Erste Medizinstudentin startet Förderprogramm im Kreis Herford
Kreis Herford begrüßt erste Medizinstudentin im Rahmen eines neuen Förderprogramms
Der Kreis Herford hat mit Laura Rogalski seine erste Medizinstudentin im Rahmen eines neuen Förderprogramms für Studierende willkommen geheißen. Die 30-Jährige, die ursprünglich aus Bad Salzuflen stammt, absolviert ein zweiwöchiges Praktikum im örtlichen Gesundheitsamt.

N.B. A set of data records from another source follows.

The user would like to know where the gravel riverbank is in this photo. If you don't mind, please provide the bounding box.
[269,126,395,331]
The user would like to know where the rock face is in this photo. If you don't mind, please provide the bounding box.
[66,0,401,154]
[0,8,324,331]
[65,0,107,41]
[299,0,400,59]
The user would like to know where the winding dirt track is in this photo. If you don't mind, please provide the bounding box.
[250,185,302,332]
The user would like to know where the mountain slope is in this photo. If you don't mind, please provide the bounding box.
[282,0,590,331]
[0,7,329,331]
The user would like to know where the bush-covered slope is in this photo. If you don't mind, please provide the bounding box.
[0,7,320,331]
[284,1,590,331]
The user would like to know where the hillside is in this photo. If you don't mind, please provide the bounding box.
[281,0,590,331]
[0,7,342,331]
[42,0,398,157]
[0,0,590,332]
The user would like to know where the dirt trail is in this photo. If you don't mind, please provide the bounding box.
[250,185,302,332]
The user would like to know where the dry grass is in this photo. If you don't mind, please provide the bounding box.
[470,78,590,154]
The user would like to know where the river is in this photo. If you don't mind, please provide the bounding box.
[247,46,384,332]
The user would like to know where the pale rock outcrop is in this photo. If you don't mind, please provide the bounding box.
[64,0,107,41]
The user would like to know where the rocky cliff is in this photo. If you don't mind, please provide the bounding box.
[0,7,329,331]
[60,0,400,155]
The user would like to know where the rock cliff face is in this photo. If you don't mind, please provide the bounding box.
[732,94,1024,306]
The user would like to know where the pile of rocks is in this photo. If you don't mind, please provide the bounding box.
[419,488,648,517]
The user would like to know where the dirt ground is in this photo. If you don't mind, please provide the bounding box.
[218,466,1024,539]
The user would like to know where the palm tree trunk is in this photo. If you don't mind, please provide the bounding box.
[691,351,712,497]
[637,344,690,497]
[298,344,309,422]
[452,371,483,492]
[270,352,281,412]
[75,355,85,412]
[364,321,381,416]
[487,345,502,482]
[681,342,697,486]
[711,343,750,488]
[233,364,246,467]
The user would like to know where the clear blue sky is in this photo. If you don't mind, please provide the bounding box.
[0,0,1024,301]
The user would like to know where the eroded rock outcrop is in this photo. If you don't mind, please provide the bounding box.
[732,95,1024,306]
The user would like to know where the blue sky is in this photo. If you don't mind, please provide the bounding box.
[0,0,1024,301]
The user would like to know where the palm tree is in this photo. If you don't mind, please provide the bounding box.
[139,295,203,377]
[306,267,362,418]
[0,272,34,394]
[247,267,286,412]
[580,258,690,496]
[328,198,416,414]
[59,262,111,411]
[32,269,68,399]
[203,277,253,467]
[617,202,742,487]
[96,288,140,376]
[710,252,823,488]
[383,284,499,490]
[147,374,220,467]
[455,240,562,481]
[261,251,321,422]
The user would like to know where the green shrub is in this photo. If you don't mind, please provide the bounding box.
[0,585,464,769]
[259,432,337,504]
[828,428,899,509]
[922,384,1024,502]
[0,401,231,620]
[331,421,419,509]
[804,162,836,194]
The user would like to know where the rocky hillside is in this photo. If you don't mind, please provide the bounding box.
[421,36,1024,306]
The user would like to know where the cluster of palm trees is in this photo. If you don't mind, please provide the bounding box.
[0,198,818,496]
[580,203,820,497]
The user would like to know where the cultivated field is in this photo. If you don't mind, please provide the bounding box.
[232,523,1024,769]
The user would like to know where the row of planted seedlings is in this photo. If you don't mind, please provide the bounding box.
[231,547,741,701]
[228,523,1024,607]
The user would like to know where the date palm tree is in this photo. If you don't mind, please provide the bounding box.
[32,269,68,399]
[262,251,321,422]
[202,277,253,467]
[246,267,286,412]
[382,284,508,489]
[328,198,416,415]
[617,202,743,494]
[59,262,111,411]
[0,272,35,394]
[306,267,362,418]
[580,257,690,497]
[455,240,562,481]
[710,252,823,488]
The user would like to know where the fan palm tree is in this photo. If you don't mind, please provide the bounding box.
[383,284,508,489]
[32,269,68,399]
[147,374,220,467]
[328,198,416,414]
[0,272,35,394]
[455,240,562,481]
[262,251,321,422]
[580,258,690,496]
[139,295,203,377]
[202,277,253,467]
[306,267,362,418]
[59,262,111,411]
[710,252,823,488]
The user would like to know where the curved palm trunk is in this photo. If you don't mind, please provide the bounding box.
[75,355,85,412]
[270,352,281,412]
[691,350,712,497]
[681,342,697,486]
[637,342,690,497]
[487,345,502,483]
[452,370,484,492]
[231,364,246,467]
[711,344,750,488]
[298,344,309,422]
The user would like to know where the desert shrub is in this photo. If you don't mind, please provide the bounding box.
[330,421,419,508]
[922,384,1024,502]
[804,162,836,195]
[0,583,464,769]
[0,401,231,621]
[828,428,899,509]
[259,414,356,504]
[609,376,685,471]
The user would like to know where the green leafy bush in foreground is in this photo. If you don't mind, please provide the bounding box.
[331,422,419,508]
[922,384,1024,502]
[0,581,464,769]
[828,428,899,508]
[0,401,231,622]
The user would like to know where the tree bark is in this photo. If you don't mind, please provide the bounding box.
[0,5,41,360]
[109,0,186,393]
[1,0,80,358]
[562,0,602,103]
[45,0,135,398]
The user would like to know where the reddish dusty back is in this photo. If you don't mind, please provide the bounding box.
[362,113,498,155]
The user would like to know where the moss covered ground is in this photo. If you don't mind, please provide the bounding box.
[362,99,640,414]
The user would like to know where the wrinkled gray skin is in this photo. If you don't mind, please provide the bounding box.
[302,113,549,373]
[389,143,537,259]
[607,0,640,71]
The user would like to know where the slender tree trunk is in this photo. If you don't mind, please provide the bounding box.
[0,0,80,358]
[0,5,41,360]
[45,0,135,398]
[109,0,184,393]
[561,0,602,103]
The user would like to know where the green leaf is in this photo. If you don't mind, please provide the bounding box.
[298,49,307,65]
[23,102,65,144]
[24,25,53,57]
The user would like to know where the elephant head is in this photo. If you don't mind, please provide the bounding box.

Die Verantwortlichen hoffen, dass die Initiative mehr Absolventinnen und Absolventen dazu bewegt, nach ihrem Studium in der Region zu bleiben und zu arbeiten.
Laura Rogalski, Medizinstudentin aus Ulm, verbringt zwei Wochen im Gesundheitsamt des Kreises Herford. Während ihres Praktikums durchlief sie verschiedene wichtige Bereiche, darunter Infektionsschutz, sozialpsychiatrische Dienste, Schuleingangsuntersuchungen und Beratung zur sexuellen Gesundheit.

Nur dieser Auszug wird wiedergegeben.